See how a University of Florida program is using charcoal to clean soil of herbicide residue.


Many ag soils can have leftover herbicide residue from prior crops. Any herbicide residue will obviously impact any current crops that are growing in the field. Ramdas Kanissery, an assistant professor at the University of Florida’s Horticultural Sciences Department at the Southwest Florida Research and Education Center in Immokalee, is part of a project that is using charcoal to clean soils of leftover herbicides. Read the details, from a Vegetable and Specialty Crop News article.

Charcoal Project for Cleaning Herbicide Residue


Herbicides are used for weed management, but they can become trapped in the soil due to soil persistence. Removing any leftover herbicides can help a new crop to have a fresh slate with clean soil.
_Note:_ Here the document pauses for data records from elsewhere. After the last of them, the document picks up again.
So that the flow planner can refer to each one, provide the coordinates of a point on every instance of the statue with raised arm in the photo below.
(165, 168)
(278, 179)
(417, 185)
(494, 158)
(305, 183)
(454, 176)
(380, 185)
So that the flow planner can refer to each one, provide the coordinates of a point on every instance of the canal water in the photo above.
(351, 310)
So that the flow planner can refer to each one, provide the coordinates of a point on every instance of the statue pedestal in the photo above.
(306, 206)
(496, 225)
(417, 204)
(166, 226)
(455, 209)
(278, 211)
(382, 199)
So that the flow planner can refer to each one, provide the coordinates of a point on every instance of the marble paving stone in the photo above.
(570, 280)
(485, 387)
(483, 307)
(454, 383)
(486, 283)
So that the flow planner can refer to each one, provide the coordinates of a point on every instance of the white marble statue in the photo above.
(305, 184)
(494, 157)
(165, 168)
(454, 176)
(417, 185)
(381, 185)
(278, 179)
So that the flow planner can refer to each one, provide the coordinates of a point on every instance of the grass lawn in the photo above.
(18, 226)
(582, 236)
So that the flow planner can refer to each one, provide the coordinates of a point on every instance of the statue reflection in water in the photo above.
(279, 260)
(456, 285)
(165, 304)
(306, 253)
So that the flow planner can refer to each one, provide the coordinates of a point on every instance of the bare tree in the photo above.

The first step is to take a soil sample to check for herbicide residue. If leftover herbicides are found in the soil, then small, pulverized pieces of charcoal, called granulated activated carbon, also known as GAC, are applied in the soil. The carbon absorbs the leftover herbicide, removing the herbicide from the soil. The soil is then ready for planting as far as herbicides are concerned.

According to the article, vegetables like tomatoes, melons, and cucumbers are especially sensitive to leftover herbicide. Excess herbicide can hinder crop growth, causing crop injury. The charcoal project is part of Professor Kanissery’s appointment to assist in reducing crop injury for growers.